Estos días se cumplen setenta y nueve años de las desapariciones masivas de ciudadanos en el norte de Gran Canaria a manos de los falangistas, concretamente en una quincena sangrienta que transcurrió entre los meses de marzo y abril de 1937. De estos episodios vergonzosos, hoy voy a focalizar en la tragedia vivida en silencio durante todos estos años por las familias de los represaliados de Agaete. Se trata de un episodio poco conocido por quienes visitan el pueblo incluso con cierta asiduidad, pero ello no quita que muchas personas recuerden todos los días de su vida los dramáticos acontecimientos ocurridos en la madrugada del 4 de abril de 1937, cuando veintisiete hombres fueron arrebatados de sus casas en mitad de la noche. La mayoría de ellos eran del valle, aunque unos cuantos vivían en el pueblo. Personalmente he conocido muy de cerca la historia de uno de ellos, César Expósito. Quién sabe si por algún tipo de animadversión personal, su nombre apareció en la lista que el chivato del pueblo facilitó a los asesinos. La excusa para cometer estos asesinatos de los veintisiete habría sido la participación en sociedades obreras, a las que no está claro que César Expósito perteneciese. Por aquel entonces tenía aproximadamente treinta y cinco años de edad, y era el matarife del pueblo. Hoy se pueden contemplar los ganchos para colgar las reses que él mismo clavó en la pared del puente donde se emplazaba el antiguo matadero y que nos conduce al Huerto de las Flores. César era un hombre de personalidad arrolladora, alegre y dinamizador (él fue uno de los que comenzaron a fabricar los papagüevos de la Rama). La historia de César Expósito comenzó a ser parte de la mía el día en que asistí junto a su familia al emocionantísimo homenaje y entierro en Arucas de los represaliados del Pozo de las Brujas. Hoy puedo afirmar con orgullo que soy su nieta política, al haberme casado con uno de sus descendientes.

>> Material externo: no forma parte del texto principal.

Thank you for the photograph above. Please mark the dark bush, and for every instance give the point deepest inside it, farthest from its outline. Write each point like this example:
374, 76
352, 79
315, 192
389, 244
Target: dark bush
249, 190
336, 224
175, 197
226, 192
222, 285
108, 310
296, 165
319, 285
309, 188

Cuando hablamos de las víctimas del franquismo y de la necesidad de reivindicar la memoria histórica, estamos hablando del dolor soportado en silencio durante todos estos años por sus huérfanos y sus viudas. Para esos niños y niñas de la guerra, la orfandad impuesta por el crimen fue silenciada en el día a día y la cotidiana necesidad de sobrevivir durante la dictadura. Porque para las viudas de los represaliados no hubo estancos, ni administraciones de lotería, ni siquiera una tumba donde poder rezar a sus maridos. Tampoco sus nombres figurarían en ninguna cruz por los caídos. Casi ochenta años más tarde, los desaparecidos de Agaete no tienen un sitio donde poder ser recordados. Lo diré abiertamente: urge que el pueblo les rinda homenaje pronto, antes de que sus hijos e hijas -ya octogenarios- fallezcan sin consuelo. Es necesario que los nombres y apellidos de los asesinados, arrojados cruelmente a la sima, reciban el calor del rayo del mediodía y el rocío de la madrugada en los años venideros, tal vez, por qué no, en la misma plaza donde se erige la cruz de los caídos.

La sima de Jinámar es esa asignatura pendiente que tenemos todos los grancanarios: los que conocemos las historias de los represaliados y los que no. Al igual que sucede con los otros pozos que deben seguir siendo excavados, sería deseable que se pudiesen retirar los restos de quienes perecieron por la injusticia y la barbarie ilegal del alzamiento militar del 36 en la Sima de Jinámar. Para que las hijas de César y los descendientes de las demás víctimas de Gran Canaria vivan el resto de su vida con el alivio de que finalmente se hizo justicia. O, al menos, se intentó.